Advanced Query Question: Find page with 2 specific blocks

Hi all

I’m wondering if it is possible to split properties on a page on several blocks an use an advanced query to find specific pages.

Example Page Structure:

Product 123

- ## Summary
  type:: Product
  Name:: Product 123
  Material-Category:: Metal
  Color:: Gray
	- ### Description
		- some Text
	- ### Details
		- ### Material
		  Material:: Aluminium
		- ### Dimensions
		  Height:: 0.5cm
		  Width:: 0.8cm

Is it possible to write an advanced query to find all pages where Material=Aluminium AND type=Product?

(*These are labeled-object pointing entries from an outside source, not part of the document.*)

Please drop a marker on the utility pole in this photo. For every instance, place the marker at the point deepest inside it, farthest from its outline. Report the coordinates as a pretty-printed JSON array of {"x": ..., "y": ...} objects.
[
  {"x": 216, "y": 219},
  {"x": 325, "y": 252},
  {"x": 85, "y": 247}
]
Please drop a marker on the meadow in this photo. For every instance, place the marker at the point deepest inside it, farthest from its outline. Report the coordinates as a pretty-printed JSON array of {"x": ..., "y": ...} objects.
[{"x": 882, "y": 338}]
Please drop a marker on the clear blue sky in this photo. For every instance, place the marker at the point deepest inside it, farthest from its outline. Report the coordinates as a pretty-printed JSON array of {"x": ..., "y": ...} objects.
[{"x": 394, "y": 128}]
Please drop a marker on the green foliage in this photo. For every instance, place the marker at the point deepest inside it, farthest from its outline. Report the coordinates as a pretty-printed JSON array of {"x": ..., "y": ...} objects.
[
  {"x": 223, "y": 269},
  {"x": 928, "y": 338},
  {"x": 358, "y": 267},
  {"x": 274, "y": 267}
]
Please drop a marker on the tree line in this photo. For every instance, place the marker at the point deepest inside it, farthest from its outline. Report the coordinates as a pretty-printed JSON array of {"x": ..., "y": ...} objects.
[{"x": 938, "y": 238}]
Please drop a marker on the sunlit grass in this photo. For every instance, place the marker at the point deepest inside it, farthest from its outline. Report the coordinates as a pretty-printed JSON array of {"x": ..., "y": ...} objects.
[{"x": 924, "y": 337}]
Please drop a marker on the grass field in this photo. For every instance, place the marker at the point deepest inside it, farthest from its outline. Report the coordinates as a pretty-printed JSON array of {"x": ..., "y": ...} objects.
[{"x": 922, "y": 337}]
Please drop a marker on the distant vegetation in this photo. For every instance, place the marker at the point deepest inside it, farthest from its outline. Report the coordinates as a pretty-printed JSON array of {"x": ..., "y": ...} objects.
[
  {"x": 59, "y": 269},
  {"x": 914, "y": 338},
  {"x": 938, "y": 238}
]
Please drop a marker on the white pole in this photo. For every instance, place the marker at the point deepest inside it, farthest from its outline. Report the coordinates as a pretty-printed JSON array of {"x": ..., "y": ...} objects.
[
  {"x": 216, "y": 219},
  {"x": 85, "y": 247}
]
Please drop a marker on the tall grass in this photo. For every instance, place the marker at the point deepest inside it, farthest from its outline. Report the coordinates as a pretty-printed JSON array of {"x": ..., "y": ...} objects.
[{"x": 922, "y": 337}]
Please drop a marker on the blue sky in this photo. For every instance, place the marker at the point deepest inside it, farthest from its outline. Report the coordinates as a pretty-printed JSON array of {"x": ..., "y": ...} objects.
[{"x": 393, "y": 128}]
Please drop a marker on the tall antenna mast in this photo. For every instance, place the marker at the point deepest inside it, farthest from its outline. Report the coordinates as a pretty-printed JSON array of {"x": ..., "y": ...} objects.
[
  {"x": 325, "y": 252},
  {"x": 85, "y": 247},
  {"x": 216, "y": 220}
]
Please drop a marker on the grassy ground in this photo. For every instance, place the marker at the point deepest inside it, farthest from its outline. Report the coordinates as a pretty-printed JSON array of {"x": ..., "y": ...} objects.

I’m able to find each block separately, but I’m unable to “link” them together (I think they must have the same block/page value).

Any help is appreciated!

Welcome. Try something like this:

#+BEGIN_QUERY
{
 :query [:find (pull ?page [*])
 :where
   [?details :block/properties ?details-props]
   [(get ?details-props :material) ?material]
   [(= ?material "Aluminium")]

   [?details :block/page ?page]
   [?summary :block/page ?page]

   [?summary :block/properties ?summary-props]
   [(get ?summary-props :type) ?type]
   [(= ?type "Product")]
 ]
}
#+END_QUERY

Hi mentaloid

Thank you for this hint! I‘ll try this tomorrow.

Hi mentaloid

Your query works like charm, thanks!

I’m trying to do something similar to this, but really struggling to comprehend the query syntax. This is probably the wrong place, but it’s a good example, so a couple of questions:

  1. Where does ?details come from? and ‘?summary’?
    • Are they some how generated from the page content itself? If so, how does this happen? What other things become available?
    • If they are built-in things, then where do I find a list of these? They’re not in the advanced queries doc
  2. How do the where clauses combine? Is it something like:
    • each one applied sequentially to the results of the find clause, as a filter, or
    • as a function that may retrieve extra data and store it in a temporary variable (any vectory that ends in ?something where that something is not already defined?)
      • (that variable might be returned later with :keys)
  3. Are your 3 groupings of vectors semantic, or just for easier reading?
  4. Your first 3 where lines and your last three seem basically the same (two filters on block properties), but you’re using one before the :block/page filter in the middle group, and one after it. How does this work? Does this mean that it’s NOT sequential?

More than a couple. Should definitely read much more and practice a lot.

  • Nobody grasped the syntax just by guessing.
  • The advanced queries doc is merely a starting point.
  • Should experiment with simpler queries in tiny test-graphs.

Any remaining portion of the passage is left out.